Whenever I lament how much weight I’ve gained, my fat friends tell me that I’m being ridiculous because I’m skinny.
Well, of course I’m skinny. To you. Because, well, you’re fat. Not that there’s anything wrong with that. Barring any thyroid problems, it’s pretty much our choice to be fat or skinny. I choose to be skinny. (Well, sort of. In my head, at least.) Just as it is your choice to be fat. (Yes, every time we eat or not eat a donut, we make a choice.) So, even if I gained 10 kilos, to you, I’d still be skinny.
But it’s an altogether different matter from another skinny person’s perspective. I know some really skinny bitches (and I only mean that with the utmost respect) and, whenever I see them, they never say anything when I gain weight (although I know it never goes unnoticed), but they’ll always say something when I’ve lost a few pounds.

"Did you lose weight? No… … you’ve definitely lost weight. Hmm…"
Like they can’t believe I’ve managed it.
When you’re skinny, any excess poundage definitely shows. But when you’re fat… well, I really don’t know. Do a few more pounds still matter?

I’ve been back in Manila since December 6 – after a quick getaway to Bangkok from Dec. 2-6…


Best cheap-ish finds in Bangkok on this trip were Suda on Sukhumvit Soi 14 (above) and Supanigga Eating Room in Thonglor.

… and resumed going to barre3 last December 10 and, because it’s the Christmas season, the studio is almost always close to empty.
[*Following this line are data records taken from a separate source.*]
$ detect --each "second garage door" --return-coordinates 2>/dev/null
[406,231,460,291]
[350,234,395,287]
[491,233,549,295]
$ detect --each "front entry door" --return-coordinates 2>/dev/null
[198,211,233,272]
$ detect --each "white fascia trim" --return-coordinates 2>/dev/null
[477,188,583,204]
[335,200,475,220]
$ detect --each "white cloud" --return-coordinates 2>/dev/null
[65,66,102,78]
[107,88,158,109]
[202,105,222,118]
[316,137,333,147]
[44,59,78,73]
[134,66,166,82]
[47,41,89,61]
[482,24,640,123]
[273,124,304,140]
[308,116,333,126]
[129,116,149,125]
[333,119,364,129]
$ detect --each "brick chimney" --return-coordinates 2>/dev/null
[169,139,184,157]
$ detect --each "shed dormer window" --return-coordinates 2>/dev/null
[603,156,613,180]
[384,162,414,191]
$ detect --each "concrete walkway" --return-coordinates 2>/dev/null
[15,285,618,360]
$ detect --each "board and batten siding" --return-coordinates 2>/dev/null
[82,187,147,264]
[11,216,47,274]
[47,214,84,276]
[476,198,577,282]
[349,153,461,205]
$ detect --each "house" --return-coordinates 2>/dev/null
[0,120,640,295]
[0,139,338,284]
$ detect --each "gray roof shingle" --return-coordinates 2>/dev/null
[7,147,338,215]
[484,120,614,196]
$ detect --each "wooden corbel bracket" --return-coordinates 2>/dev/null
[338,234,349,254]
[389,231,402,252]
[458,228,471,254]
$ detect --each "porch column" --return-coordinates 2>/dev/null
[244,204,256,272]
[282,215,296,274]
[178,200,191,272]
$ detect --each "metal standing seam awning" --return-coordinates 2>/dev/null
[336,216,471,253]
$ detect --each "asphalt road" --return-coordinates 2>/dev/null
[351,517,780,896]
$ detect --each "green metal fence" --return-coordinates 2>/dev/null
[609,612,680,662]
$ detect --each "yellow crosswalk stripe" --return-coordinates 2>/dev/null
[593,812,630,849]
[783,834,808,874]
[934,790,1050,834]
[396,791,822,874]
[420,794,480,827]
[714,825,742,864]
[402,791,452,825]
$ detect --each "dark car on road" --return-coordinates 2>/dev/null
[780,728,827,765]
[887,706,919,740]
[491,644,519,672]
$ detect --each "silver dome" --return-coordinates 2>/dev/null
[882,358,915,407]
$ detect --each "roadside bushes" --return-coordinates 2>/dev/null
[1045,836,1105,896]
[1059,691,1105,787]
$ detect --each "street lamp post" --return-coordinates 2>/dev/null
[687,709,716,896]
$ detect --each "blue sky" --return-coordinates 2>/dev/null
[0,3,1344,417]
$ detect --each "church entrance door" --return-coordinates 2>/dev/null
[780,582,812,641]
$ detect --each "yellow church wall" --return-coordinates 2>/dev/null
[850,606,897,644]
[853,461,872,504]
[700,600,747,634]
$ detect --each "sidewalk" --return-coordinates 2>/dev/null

Today, apart from the instructor, there was only one other chick at the barre. Who just happened to be Angel Aquino.

Model/actress Angel Aquino. Damn you, Salazar!
It wasn’t the first time I’d been in the same class with her, but it was the first time that it was just her, and me.
With the normal-sized chicas, I’d look at the studio mirror and think, “Wow, I look long and lean.” Beside Angel Aquino, I kept thinking, “Good god, woman, you have got to stop eating cake!” (She said as she scoffed her second slice of cake in less than ten minutes. They were from two different cakes, okay?)

I totally recommend this Dulce de Leche Cheesecake. It ranked Number 2 in an article on the “10 Most Well-Known Cakes in Manila” in spot.ph. It was written in 2014, so the cake now costs P1k.
She reminded me that there’s skinny, and there’s what skinny aspires to be. She’s in her mid forties and has had two kids, so any argument I might have is invalid.
On my first week back at barre3, I refused all invitations to go out. I stopped smoking, didn’t drink, watched what I ate, and slept early. Energy levels were high and I was in a good mood.
And then I could no longer refuse the Christmas parties, and the holiday excesses are now taking their toll. I turned up hungover – twice! – at barre3 and came thisclose to throwing up and passing out. My sleeping patterns are, once again, erratic and I often feel sluggish and tired.
I missed two classes.
But the Friday one was understandable. The earliest class at Eastwood on Fridays is at 5:30 PM, and there is no way in hell that I am going to a studio at a mall at rush hour on a payday weekend in December. I hate being stuck in traffic more than I hate missing a class.
And then, last Sunday, I had a party the night before that ended late so I did the math and, if I went to the 9:30 AM class, I couldn’t be on time for my lunch date and do everything I was supposed to do before then, so I was glad for the opportunity to sleep in. I still fell asleep at “Rogue One” later on, but that may have been because I had half a bottle of wine at lunch.

I wish I could say that I’m going to try harder to be healthier and reach my fitness goals but, as I was writing this, I must have made five trips to the refrigerator to raid my mother’s stash of chocolate-covered almonds.
All I want for Christmas is a spine and a whole lot of willpower.